Much of the ‘Islamophobia’ discourse is also adopted by the media with its scaremongering tactics or plain ignorance – for instance Jihad is not a terrorist attack as the Daily Mail often implies, but a spiritual or physical struggle against the enemies of Islam.
We can also talk about racialising Islam through the depiction of Muslims with very specific stereotypical physical characteristics, which are mostly Middle-Eastern/North African: long hooked noses, brown skin; seen at least from the Charlie Hebdo caricatures. And of course if most of the Muslim population in countries like the UK or France are non-white, the divorce of race and Islam is highly improbable (at least in those countries).

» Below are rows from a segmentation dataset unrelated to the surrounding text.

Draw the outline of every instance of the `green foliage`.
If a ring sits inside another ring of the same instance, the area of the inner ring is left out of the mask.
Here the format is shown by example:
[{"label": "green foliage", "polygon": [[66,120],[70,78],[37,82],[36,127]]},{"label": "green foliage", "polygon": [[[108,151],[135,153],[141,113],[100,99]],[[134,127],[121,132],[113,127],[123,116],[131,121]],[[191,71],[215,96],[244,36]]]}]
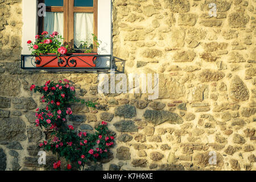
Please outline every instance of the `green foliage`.
[{"label": "green foliage", "polygon": [[80,47],[82,49],[84,50],[84,53],[91,53],[93,49],[93,46],[98,48],[101,41],[98,40],[98,38],[93,34],[92,34],[93,36],[92,41],[91,40],[88,41],[81,41]]},{"label": "green foliage", "polygon": [[[109,148],[114,144],[114,137],[110,135],[106,122],[102,121],[96,127],[94,134],[76,131],[73,126],[67,126],[66,118],[72,114],[71,104],[80,102],[95,107],[96,103],[77,98],[75,87],[70,85],[66,79],[59,83],[48,81],[43,86],[32,85],[30,90],[33,89],[35,93],[43,95],[43,102],[47,103],[46,108],[36,109],[35,125],[52,130],[53,135],[52,140],[40,144],[41,147],[51,151],[59,157],[65,158],[68,162],[76,164],[80,169],[84,168],[87,160],[97,161],[108,157]],[[57,163],[53,164],[56,169],[60,167]]]}]

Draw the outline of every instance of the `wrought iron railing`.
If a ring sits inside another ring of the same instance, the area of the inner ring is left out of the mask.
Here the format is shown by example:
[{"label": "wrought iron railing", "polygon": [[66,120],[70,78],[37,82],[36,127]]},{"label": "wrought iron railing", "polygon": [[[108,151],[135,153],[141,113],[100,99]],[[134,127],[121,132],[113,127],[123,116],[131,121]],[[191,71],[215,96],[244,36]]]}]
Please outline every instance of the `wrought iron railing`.
[{"label": "wrought iron railing", "polygon": [[[50,57],[43,63],[42,59]],[[85,57],[93,57],[92,61],[87,61]],[[43,70],[86,70],[102,71],[112,68],[113,57],[111,55],[72,54],[58,56],[56,55],[21,55],[21,68],[23,69]],[[82,64],[84,67],[79,66]]]}]

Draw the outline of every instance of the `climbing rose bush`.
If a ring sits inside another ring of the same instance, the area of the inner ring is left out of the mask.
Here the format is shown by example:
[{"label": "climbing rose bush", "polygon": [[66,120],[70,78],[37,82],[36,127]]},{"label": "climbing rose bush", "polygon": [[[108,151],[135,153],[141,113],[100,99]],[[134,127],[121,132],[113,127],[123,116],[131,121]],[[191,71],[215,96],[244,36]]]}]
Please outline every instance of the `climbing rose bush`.
[{"label": "climbing rose bush", "polygon": [[[67,169],[72,169],[72,164],[83,170],[88,160],[96,162],[108,156],[114,138],[110,135],[108,123],[102,121],[96,127],[94,134],[76,131],[72,125],[67,125],[67,116],[72,117],[71,104],[80,102],[88,107],[96,107],[96,104],[84,102],[75,96],[75,88],[65,79],[58,82],[48,81],[43,86],[32,85],[31,91],[42,94],[41,101],[47,103],[46,108],[36,109],[35,125],[52,131],[52,139],[43,141],[39,146],[52,151],[58,158],[64,157],[68,163]],[[53,164],[53,168],[60,169],[61,162]]]}]

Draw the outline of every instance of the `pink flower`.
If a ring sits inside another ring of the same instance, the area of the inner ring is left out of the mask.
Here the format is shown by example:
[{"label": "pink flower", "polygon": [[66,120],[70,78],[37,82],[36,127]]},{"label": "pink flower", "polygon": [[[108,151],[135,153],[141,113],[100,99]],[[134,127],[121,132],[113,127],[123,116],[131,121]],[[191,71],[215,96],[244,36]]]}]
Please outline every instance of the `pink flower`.
[{"label": "pink flower", "polygon": [[72,166],[69,164],[68,164],[68,166],[67,166],[67,168],[68,169],[71,169],[71,168],[72,168]]},{"label": "pink flower", "polygon": [[43,31],[43,33],[42,33],[42,35],[48,35],[48,32],[47,31]]},{"label": "pink flower", "polygon": [[105,121],[102,121],[101,122],[101,125],[107,125],[108,123],[106,122],[105,122]]},{"label": "pink flower", "polygon": [[68,145],[69,145],[69,146],[71,146],[72,145],[72,142],[67,142],[67,143]]},{"label": "pink flower", "polygon": [[93,149],[90,149],[88,153],[90,154],[93,154]]},{"label": "pink flower", "polygon": [[35,44],[35,45],[34,45],[34,46],[33,46],[33,48],[34,49],[38,49],[38,45],[36,45],[36,44]]},{"label": "pink flower", "polygon": [[71,129],[71,130],[73,130],[74,129],[74,127],[73,127],[73,126],[72,125],[69,125],[68,127],[69,128],[69,129]]},{"label": "pink flower", "polygon": [[44,40],[44,44],[49,44],[49,43],[51,43],[52,42],[52,40],[51,40],[51,39],[46,39],[46,40]]},{"label": "pink flower", "polygon": [[72,111],[70,107],[67,108],[68,110],[66,110],[66,113],[69,115],[72,114]]},{"label": "pink flower", "polygon": [[62,46],[58,48],[58,52],[61,55],[65,55],[68,52],[68,50],[65,48],[65,47]]},{"label": "pink flower", "polygon": [[47,82],[46,82],[45,85],[46,86],[47,85],[49,85],[50,82],[51,82],[51,80],[47,81]]},{"label": "pink flower", "polygon": [[58,35],[59,35],[58,32],[54,31],[54,32],[52,32],[52,35],[53,35],[53,36]]},{"label": "pink flower", "polygon": [[61,163],[60,160],[59,160],[57,163],[53,163],[53,168],[57,169],[57,168],[60,167],[60,165],[61,164]]},{"label": "pink flower", "polygon": [[34,88],[35,88],[35,85],[32,85],[31,86],[30,86],[30,91],[32,91]]},{"label": "pink flower", "polygon": [[48,86],[44,86],[43,87],[43,89],[44,90],[44,91],[46,92],[48,90]]},{"label": "pink flower", "polygon": [[71,86],[70,89],[72,91],[75,91],[75,87],[74,86]]},{"label": "pink flower", "polygon": [[95,154],[93,155],[94,155],[94,156],[96,157],[96,158],[98,157],[98,153],[96,153],[96,154]]},{"label": "pink flower", "polygon": [[50,127],[50,129],[51,129],[51,130],[52,130],[52,129],[54,129],[55,127],[55,126],[52,125],[52,126],[51,126],[51,127]]}]

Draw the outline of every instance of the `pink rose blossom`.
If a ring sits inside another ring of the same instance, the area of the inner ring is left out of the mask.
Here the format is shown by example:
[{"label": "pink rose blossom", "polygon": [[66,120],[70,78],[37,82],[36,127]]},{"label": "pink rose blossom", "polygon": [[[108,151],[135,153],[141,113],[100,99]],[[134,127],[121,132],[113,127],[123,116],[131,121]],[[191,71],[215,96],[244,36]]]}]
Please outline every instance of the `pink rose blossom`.
[{"label": "pink rose blossom", "polygon": [[34,45],[34,46],[33,46],[33,48],[34,49],[38,49],[38,45],[36,45],[36,44],[35,44],[35,45]]},{"label": "pink rose blossom", "polygon": [[61,47],[58,48],[58,52],[61,55],[65,55],[68,52],[68,50],[65,48],[65,47]]},{"label": "pink rose blossom", "polygon": [[88,153],[90,154],[93,154],[93,149],[90,149]]},{"label": "pink rose blossom", "polygon": [[42,33],[42,35],[48,35],[49,34],[47,31],[43,31],[43,33]]}]

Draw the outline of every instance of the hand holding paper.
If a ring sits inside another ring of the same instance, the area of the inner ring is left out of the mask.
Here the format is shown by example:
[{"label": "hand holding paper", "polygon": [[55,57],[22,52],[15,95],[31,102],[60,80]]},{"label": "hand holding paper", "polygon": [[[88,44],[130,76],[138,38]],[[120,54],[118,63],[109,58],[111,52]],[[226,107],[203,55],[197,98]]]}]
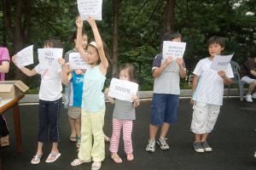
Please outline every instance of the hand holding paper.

As for the case of Houellebecq it serves him well that the word ‘Islamophobia’ is not seen as racist, obviously because as a self-confessed Islam antagonist, he doesn’t want to be seen as a racist, especially now that he’s published a novel about a France that adopts Islam as the national religion. Therefore he has many reasons to be biased towards denying that ‘Islamophobia’ is a form of racism, even if he’s not a racist himself, which was proved in court. I’ve read some of his novels, which are crude, witty and filled with characters who happen to be very bitter, a little like the author himself. He also brushes off the racism accusations aimed at him by stating that racism is elementary, whereas ‘Islamophobia’ isn’t. But as explored up to this point, there is nothing simple about racism or ‘Islamophobia’.
There are however proposed alternatives to the term, including ‘Islamoprejudice’ – which stresses discrimination; or ‘Anti-Muslimism’ – which emphasizes the antagonism against Muslims as people and not as a religion; or plainly criticism of Islam – which stresses the analysis of the Quran. But regardless of the chosen term, discussion must carry on so that we know when and if we are veering towards racism while debating Islam, or if we’re just using the word to halt criticism.